更に本県は、法令で定められた期間までにPCB廃棄物等の処理が完了するよう、使用・保管事業者を把握するための掘り起こし調査を進めており、平成25年度に自家用電気工作物設置者27,874者に対して、PCB含有の変圧器、コンデンサーの保管・使用状況等のアンケート調査を実施した。このうち、未回答者など13,182者に対して平成28年度に再度、アンケート調査を実施した。
アンケート調査の結果、PCB含有の変圧器等を所有し、PCB特別措置法に基づく届出を実施していない事業者に対しては、立入調査などにより届出を指導するとともに、高濃度PCB変圧器、コンデンサーについては平成34年3月31日まで、安定器等については平成33年3月31日までと法令で定められた期間までに確実に処理されるよう、更に処理するまで適正に保管されるよう指導を行っている。
処分期間までにPCBを確実に処分するため、今後、県はどのような事業を行っていくのか。
特に中小企業にとっては大きな費用負担となり、処理に難色を示す中小企業もいると思われるが、どのような対策を進めていくか、お尋ねする。
【廃棄物監視指導室長】
今後とも啓発に努めるとともに、掘り起こし調査や立入検査を進めていく。更に、環境省、経済産業省、中間貯蔵・環境安全事業(株)(JESCO)などの関係機関との連携を一層強化し、確実な処理の実現を図っていく。
中小企業に対しては、本県も出えんしている「PCB廃棄物処理基金」から、法人には処理費用の70%が、個人事業主には95%が軽減される。
中小企業に対しては、立入調査実施時に負担軽減措置について説明するとともに、処分期間を過ぎると事実上処分することができなくなることを丁寧に説明することなどにより、処分期間内の処理に理解を得ていきたいと考えている。
「県有施設PCB廃棄物処理費」が、平成27年度に比べて大きく増額されている。
県有施設PCB廃棄物はこれまでどれだけ処理されており、今後、処理する量はどのくらいか、お尋ねする。
【廃棄物監視指導室長】
県(知事部局、教育委員会、県警本部、病院事業庁、企業庁、公立大学法人)が有する高濃度PCB廃棄物のうち、変圧器及びコンデンサーについては、平成28年度までに553台を処理しており、28年度末で34台を保管している。
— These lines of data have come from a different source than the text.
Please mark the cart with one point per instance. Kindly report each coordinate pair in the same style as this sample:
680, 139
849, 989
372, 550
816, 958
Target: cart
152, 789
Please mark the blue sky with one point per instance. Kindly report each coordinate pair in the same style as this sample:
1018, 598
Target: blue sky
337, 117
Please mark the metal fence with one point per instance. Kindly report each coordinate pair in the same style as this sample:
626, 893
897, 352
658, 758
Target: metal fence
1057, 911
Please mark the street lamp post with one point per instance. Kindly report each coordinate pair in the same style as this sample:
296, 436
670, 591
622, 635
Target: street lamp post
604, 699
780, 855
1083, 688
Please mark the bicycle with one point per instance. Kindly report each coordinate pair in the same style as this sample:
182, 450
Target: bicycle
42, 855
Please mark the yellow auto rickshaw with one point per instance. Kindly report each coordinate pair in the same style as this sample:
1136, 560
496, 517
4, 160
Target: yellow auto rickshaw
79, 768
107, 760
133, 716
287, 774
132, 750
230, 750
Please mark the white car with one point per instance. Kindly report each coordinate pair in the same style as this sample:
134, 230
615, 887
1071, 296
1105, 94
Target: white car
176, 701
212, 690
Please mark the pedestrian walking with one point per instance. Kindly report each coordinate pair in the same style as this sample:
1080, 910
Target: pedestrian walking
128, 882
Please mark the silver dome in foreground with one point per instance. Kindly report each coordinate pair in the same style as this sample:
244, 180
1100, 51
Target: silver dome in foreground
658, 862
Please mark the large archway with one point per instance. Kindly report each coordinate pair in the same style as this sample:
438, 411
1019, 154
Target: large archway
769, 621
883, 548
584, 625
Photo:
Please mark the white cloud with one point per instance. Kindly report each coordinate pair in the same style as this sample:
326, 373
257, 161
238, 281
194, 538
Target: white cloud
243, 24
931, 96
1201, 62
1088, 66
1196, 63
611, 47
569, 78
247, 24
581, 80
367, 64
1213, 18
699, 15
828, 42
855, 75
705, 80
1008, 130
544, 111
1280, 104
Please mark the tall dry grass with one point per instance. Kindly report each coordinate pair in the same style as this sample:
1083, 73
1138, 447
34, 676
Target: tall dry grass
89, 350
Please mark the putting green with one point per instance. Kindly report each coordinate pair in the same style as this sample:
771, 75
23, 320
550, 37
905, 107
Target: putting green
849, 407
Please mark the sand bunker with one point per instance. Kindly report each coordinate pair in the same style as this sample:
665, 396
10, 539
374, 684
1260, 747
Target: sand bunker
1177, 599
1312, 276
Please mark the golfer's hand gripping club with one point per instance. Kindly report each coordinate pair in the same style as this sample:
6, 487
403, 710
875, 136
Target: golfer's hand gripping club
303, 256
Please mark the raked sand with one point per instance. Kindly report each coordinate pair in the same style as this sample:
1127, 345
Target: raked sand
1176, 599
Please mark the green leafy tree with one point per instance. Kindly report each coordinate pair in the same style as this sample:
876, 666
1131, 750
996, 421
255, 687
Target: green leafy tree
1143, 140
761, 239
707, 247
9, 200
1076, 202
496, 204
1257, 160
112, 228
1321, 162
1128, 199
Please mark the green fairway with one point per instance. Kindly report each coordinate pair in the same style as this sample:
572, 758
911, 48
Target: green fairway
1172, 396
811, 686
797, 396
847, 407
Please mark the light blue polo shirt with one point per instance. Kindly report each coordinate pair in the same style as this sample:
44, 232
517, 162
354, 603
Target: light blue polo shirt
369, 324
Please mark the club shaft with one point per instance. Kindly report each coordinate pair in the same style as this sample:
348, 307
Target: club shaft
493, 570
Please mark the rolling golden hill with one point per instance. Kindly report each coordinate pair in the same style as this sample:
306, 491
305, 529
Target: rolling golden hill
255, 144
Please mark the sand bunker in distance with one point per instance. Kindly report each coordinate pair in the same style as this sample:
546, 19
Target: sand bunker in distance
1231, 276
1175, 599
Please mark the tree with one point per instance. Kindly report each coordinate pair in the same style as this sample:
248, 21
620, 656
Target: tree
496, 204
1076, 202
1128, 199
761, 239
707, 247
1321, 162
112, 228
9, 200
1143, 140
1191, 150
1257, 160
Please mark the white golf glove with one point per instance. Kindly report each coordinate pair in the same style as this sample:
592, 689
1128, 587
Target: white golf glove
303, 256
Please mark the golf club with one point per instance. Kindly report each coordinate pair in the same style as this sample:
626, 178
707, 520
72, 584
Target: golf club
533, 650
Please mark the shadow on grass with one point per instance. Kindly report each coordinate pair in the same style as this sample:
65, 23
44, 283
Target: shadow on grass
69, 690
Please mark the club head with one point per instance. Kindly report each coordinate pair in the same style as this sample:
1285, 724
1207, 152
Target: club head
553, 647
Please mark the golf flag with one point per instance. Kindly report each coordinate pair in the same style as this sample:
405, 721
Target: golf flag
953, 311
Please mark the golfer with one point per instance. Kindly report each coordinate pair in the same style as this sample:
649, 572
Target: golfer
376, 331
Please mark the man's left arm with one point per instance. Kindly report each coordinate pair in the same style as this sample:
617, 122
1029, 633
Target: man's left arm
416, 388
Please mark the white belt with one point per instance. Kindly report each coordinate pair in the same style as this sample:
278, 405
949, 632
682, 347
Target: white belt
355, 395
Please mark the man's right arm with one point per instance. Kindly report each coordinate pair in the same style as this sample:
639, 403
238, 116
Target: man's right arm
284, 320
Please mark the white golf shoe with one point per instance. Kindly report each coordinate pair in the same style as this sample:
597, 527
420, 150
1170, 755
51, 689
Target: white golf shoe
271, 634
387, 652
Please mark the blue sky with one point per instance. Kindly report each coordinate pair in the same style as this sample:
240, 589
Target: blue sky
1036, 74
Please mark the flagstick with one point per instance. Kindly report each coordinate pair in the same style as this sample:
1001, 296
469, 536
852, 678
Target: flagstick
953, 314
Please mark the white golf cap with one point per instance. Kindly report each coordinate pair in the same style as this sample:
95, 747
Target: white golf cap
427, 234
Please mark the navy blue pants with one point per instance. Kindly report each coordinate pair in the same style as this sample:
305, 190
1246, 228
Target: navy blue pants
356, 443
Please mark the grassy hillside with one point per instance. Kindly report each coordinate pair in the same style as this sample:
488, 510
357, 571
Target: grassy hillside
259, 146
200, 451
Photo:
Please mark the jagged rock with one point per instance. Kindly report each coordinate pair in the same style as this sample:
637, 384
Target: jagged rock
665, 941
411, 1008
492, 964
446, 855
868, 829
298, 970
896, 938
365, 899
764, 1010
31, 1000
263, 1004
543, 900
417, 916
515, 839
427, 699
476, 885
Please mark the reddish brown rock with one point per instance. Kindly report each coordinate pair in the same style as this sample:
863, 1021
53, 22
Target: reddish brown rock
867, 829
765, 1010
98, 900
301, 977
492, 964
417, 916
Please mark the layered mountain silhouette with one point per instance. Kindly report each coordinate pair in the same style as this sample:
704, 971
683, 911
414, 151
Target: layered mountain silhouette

県が有する安定器については平成28年度から処理を開始しており、28年度に2,943kgを処理し、28年度末で152,600kgを保管している。
平成28年度の処理費が27年度に比べて大きく増額しているのは、本県内の安定器の処理についてJESCOの受入れが平成27年度から開始されたことから、本県では28年度から安定器の処理を開始したことによるものである。
平成28年度末で、県有施設PCB廃棄物のうち変圧器及びコンデンサーについては34台、安定器については152,600kgが保管中との説明があったが、処分期間までに全てを処理できるのか、お尋ねする。
【廃棄物監視指導室長】
変圧器及びコンデンサーは平成34年3月末の処分期間、安定器は平成33年3月末の処分期間に向けて、計画的に処理を進めていく。